The ingredients for the ultimate customer view
When brands reach out to customers with only a partial understanding of them, any messages and experiences they deliver will be wrong, resulting in incidents like this:
Jodie has been a loyal customer of Halcyon Bank for 20 years, but she still receives new customer offers in the mail regularly. Frustrated after throwing out another mailer and yet again having to explain her banking history when calling the service center, she's looking for a new bank that will remember her preferences and treat her better.
Everyone has been in Jodie's situation and understands her frustration — consumers today have higher expectations than ever, and they know that brands have incredible amounts of information about them, so having a poor encounter is infuriating.
So what capabilities are needed to build a complete view that allows brands to understand their customers as a whole?
Accuracy: Identity resolution is critical; done right, it turns messy data into value. Done wrong, it wastes money in the form of duplicate marketing and makes it impossible to identify your most valuable customers, which leads to bad personalization and sub-par experiences.
Transparency: This can't happen in a black box. Many options on the market require you to send data off and wait, which means you have no visibility into what happens with the data, making it harder to trust that you're working from the right source of truth.
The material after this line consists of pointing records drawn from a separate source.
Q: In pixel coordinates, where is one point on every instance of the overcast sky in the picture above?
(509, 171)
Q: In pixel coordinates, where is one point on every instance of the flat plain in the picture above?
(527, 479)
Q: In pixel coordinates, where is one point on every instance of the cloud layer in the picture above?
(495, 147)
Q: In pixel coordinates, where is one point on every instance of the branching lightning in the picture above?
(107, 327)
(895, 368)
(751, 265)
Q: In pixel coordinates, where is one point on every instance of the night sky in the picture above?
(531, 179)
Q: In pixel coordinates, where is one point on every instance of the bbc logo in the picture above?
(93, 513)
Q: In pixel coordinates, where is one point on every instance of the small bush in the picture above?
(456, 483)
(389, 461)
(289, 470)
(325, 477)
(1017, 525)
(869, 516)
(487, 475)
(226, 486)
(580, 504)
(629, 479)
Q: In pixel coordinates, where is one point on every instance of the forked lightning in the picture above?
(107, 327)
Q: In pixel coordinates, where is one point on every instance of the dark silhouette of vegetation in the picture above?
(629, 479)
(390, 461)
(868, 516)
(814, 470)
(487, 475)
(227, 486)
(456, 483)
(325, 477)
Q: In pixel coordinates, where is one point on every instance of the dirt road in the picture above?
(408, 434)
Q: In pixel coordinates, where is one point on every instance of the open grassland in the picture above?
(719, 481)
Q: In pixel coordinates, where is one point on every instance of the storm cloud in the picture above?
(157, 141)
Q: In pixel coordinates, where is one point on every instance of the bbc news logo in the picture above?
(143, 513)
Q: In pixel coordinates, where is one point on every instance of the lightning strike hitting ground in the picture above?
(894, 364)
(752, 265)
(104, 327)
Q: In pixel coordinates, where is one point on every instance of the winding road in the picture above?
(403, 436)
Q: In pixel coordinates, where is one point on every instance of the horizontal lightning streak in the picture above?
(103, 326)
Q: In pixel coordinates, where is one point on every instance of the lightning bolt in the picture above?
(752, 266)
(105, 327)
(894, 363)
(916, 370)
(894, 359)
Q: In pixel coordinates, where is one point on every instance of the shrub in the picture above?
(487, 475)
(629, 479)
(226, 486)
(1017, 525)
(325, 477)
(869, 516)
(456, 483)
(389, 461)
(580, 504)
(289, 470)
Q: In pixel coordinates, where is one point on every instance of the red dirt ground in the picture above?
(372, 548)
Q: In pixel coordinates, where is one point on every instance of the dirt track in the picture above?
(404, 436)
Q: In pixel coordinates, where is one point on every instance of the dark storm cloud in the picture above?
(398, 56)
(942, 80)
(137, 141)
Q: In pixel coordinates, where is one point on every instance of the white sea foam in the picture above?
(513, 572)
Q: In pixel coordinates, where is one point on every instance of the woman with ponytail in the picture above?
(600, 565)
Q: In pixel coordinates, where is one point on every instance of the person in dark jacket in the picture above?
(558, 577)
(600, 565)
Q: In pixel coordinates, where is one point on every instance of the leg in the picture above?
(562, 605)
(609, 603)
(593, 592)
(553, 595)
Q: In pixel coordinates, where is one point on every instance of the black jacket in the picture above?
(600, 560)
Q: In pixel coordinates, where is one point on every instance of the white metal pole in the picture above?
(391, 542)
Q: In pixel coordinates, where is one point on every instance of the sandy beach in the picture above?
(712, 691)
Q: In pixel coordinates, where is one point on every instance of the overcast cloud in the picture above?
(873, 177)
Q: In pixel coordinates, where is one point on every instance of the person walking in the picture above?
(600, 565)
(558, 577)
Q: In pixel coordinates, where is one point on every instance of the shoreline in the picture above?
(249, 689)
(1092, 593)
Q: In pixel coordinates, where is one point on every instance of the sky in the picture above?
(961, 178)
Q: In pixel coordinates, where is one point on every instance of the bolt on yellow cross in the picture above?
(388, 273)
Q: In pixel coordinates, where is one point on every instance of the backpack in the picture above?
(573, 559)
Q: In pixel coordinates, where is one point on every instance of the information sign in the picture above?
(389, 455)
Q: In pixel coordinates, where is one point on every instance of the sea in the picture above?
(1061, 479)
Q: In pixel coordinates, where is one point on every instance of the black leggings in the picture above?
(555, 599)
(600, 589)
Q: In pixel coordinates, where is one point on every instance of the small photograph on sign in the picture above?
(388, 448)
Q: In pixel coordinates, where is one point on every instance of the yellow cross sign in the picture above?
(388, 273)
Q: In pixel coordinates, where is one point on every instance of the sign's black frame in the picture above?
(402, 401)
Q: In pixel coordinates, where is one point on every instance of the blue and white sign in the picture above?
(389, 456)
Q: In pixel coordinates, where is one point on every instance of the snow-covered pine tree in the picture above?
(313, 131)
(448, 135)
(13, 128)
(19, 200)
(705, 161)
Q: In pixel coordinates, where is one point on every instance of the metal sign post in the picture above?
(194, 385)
And although ideally you want a solution you can trust without having to dig into the process, you should have the option to look and see how the work is done when you need to.
Comprehensiveness: The customer view can't be considered unified unless it truly brings together all of the customer data (bonus points if it's easy to pull off!) — this means you need a solution that can look at the entire history of your customers, encompassing both offline and online behavior, and allow you to use that data together seamlessly.